Mass timber can perform well under fire, large-scale tests confirm
CANADIAN WOOD COUNCIL — The research fire test on mass timber held recently by the Canadian Wood Council in Ottawa performed as expected, researchers reported, concluding the fire performance of the mass timber structure was similar to that of non-combustible construction.

OTTAWA — A full-scale research fire test has found the fire performance of a mass timber structure was similar to that of non-combustible construction and confirms mass timber can perform well under the very rare fire scenario in which the sprinkler system fails and the fire department is unable to respond.

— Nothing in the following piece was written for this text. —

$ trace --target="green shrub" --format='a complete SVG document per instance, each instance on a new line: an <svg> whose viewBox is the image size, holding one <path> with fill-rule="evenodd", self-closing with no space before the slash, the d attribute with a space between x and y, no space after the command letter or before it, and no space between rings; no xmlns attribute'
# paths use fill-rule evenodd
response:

The test was hosted by the Canadian Wood Council at the Canadian Explosives Research Lab in Ottawa. Over 150 experts from across Canada, including fire officials, building regulators, insurance industry representatives, engineers and architects attended the event to learn about and observe the behaviour of mass timber construction exposed to fire, states a release.

While the majority of exposed mass timber compartment fire tests to date have simulated residential occupancies, this test demonstrated the fire performance and fire dynamics in a typical occupied open-plan office space in a mass timber building.

 

 

The space was much larger than previous tests, both in the area and floor-to-ceiling height and included a large fire load of simulated furniture and other contents.

The test was intended to provide insight into the fire dynamics in a larger space, typical of those seen in modern mass timber office buildings as opposed to research testing to date, which focused on smaller fire compartments with lower ventilation.

“The research fire test on mass timber performed as expected: the mass timber structure withstood the full burnout once the furnishings of the building were consumed, then the fire quickly died down and burned out,” stated the release. “The fire largely burned out within the first hour, however, the test was continued for a full four hours to monitor for any potential re-ignition. As a research test, the structure was instrumented with 400 thermocouples and radiation sensors providing information to document the fire development.”